20241119 - Setting Up SDCC for the Z-80 | Details

As mentioned before, I am attempting to make a custom ROM for the Cefucom PCU to help in reversing the hardware. I have no idea whether the folks that have the actual unit in their possession would be game for such, but I'm continuing on as a mental exercise, and maybe, who knows, they might take me up on it.

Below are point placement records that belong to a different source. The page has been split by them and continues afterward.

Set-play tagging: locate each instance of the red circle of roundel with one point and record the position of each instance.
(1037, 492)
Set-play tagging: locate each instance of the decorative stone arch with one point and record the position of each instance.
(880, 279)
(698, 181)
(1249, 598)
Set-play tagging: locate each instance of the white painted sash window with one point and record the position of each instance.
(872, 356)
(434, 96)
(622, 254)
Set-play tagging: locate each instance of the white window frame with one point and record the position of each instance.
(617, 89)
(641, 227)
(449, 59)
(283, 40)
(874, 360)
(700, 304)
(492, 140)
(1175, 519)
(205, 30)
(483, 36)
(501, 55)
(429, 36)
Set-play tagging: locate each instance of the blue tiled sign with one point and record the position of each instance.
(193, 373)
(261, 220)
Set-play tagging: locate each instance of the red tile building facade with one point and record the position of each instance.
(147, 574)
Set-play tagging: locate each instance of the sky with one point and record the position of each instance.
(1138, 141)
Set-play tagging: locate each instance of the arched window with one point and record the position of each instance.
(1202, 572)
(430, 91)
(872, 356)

I also mentioned that I am going to make my life harder by trying to bring up a C-based environment rather than simply cranking out some bespoke assembler like a professional would do in the real world. To do that, I am going to use SDCC [https://sdcc.sourceforge.net/]. This project has been around for a very long time and realizes a pretty rich C toolchain for old-school CPUs, including the Z-80. It is a labor of love, however, and as such there are some things that can be frustrating. E.g. there is pretty rich documentation, but it often does not explain what I am trying to find out or seems a little out of date. But hey that's what you get for 'free, and uncompensated work'. So we have to soldier on...

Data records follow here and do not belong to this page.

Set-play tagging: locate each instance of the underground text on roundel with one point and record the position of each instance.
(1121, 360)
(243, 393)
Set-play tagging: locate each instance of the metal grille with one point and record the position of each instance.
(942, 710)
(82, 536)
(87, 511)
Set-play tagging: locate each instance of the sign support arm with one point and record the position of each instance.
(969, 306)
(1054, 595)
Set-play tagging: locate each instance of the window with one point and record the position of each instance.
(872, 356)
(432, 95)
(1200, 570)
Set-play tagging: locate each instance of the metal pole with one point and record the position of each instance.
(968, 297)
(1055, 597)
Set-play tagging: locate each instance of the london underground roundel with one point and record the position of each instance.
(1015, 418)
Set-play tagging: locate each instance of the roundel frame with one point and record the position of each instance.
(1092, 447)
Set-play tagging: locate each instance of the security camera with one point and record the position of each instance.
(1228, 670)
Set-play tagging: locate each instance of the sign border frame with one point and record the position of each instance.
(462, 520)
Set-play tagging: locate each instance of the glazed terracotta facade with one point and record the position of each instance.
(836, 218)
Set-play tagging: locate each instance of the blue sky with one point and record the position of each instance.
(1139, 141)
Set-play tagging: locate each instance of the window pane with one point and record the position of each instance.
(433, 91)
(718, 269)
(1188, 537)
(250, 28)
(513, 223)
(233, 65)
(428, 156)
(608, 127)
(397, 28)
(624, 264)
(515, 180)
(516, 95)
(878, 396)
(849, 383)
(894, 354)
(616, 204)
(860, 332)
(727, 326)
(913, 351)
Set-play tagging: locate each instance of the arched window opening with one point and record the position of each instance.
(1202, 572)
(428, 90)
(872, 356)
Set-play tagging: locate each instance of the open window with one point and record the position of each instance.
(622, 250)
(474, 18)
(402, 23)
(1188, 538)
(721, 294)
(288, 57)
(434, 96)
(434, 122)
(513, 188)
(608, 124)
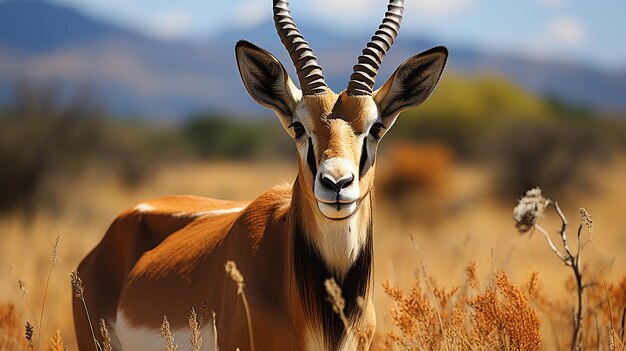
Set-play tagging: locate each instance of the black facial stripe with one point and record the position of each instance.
(363, 160)
(310, 158)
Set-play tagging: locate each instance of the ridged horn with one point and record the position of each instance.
(309, 72)
(364, 72)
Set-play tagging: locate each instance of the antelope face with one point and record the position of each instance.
(337, 135)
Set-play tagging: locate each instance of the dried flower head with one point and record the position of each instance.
(55, 250)
(77, 284)
(194, 326)
(528, 209)
(29, 334)
(106, 336)
(231, 269)
(23, 287)
(585, 217)
(168, 337)
(57, 343)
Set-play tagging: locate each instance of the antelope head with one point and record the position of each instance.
(337, 135)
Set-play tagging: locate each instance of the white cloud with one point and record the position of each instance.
(440, 8)
(568, 31)
(172, 24)
(552, 3)
(251, 13)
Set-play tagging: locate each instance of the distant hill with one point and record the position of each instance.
(133, 74)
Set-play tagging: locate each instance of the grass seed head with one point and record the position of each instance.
(106, 336)
(585, 217)
(29, 334)
(77, 284)
(528, 209)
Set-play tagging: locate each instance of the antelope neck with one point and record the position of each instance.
(323, 249)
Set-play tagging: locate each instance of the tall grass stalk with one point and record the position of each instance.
(55, 258)
(79, 291)
(432, 291)
(237, 277)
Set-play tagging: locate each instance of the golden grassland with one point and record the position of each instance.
(459, 228)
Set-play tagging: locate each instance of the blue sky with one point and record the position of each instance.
(574, 30)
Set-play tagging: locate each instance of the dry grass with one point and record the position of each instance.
(496, 318)
(481, 232)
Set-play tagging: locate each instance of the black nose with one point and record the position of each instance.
(338, 185)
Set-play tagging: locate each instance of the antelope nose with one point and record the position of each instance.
(336, 185)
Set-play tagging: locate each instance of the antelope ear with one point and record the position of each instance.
(266, 80)
(412, 83)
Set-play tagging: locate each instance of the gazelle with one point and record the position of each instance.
(165, 256)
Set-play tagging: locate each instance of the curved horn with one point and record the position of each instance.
(309, 72)
(365, 71)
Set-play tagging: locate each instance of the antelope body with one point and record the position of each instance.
(166, 256)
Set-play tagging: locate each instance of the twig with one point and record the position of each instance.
(552, 246)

If you're familiar with Z80, you'll know that reset is always at address 0000h, that there are special locations for 'restarts' on 8-byte boundaries, that there is location 0066h which is the NMI handler, that IM1 uses rst38h, and that IM2 uses a vector table you put in memory somewhere on a 256-byte boundary. So your code has to honor that stuff. Also you have to do the usual things of informing the tools of your memory map.

I found the process to be quirky, but long story short I did get something working correctly. As to whether this is the orthodox way, I do not know, because I did not see a lot of tribal wisdom during my searches. So I want to document my findings for posterity. (Which is possibly just me, and that's fine, too.)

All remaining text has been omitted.